Ainda era fim de tarde no Arpoador. O céu, preguiçoso, se despedia do sol com aquele tom de cobre que só o Rio conhece. Na areia, uma roda de violão desafinava versos antigos, enquanto o vento trazia fragmentos de uma melodia conhecida:

Vamos pedir piedade / Senhor, piedade / Pra essa gente careta e covarde…

Senti um arrepio. Não era só a música. Era o diagnóstico cru de um tempo que insiste em se repetir — como onda que volta, mesmo sabendo que vai quebrar na mesma pedra.
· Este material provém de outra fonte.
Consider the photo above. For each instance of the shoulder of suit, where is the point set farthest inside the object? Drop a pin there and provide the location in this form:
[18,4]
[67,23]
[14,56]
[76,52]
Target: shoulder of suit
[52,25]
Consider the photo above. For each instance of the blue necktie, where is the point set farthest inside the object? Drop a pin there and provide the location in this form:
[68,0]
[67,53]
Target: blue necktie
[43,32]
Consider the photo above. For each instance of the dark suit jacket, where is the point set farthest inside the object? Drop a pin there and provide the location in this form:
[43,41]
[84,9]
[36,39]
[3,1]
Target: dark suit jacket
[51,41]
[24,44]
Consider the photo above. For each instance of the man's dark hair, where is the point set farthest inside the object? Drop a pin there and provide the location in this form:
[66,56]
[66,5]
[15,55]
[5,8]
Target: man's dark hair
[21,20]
Olhei ao redor: corpos bronzeados, celulares em punho, sorrisos ensaiados para a câmera.

Mas por trás do filtro solar e dos filtros digitais, percebia-se a mesma fragilidade que Cazuza cantava.

Gente vagando pelo mundo derrotada —

não por guerras épicas, mas por pequenas capitulações diárias.

A alma pequena não nasce assim; ela vai se atrofiando como músculo que não se usa.

É o preço de viver remoendo problemas mínimos enquanto o mundo desaba em silêncio.

Espinosa diria que essa tristeza cotidiana é efeito da nossa impotência de agir. Vivemos presos a afetos passivos, esperando que algo externo venha redimir a nossa própria paralisia. Nietzsche talvez gargalhasse, apontando o dedo para a covardia das almas que esperam heróis enquanto fogem de si mesmas.

Enquanto isso, o Tao continua a fluir, indiferente às nossas neuroses. O rio não para para lamentar a pedra; ele a contorna. A natureza não pede piedade — dança com o inevitável.

Mas nós, humanos, teimosos, ficamos esperando que o mundo caiba no nosso sonho estreito, como quem quer engarrafar o vento.

Pra quem não sabe amar / Fica esperando alguém que caiba no seu sonho…

A frase ecoou como mantra invertido.

 Quantas vezes confundimos amor com encaixe? Com moldura? Com posse estética?

O amor verdadeiro, ensinava Fromm, é ato ativo, não espera passiva. Exige coragem — essa mesma coragem que falta aos “caretas e covardes” do refrão.

Na beira mar, uma senhora acendia incensos ao lado de jovens com latinhas e olhos marejados. Todos, de algum modo, eram “iguais em desgraça”. A chuva rala começava a cair, tímida, sobre a fogueira improvisada.

A piedade aqui não é caridade — é súplica filosófica.

É o reconhecimento de que estamos todos no mesmo barco furado, tentando remar com remos partidos. Pedi piedade também. Mas não para um Deus distante. Pedi piedade a nós mesmos — que tenhamos a grandeza de ver a própria pequenez sem cinismo, e a coragem de não permanecer nela.

O mar avançou um pouco mais. A roda de violão mudou de tom.

E no fundo, entre as ondas e o blues, senti que a crônica não era sobre “eles”, mas sobre “nós”.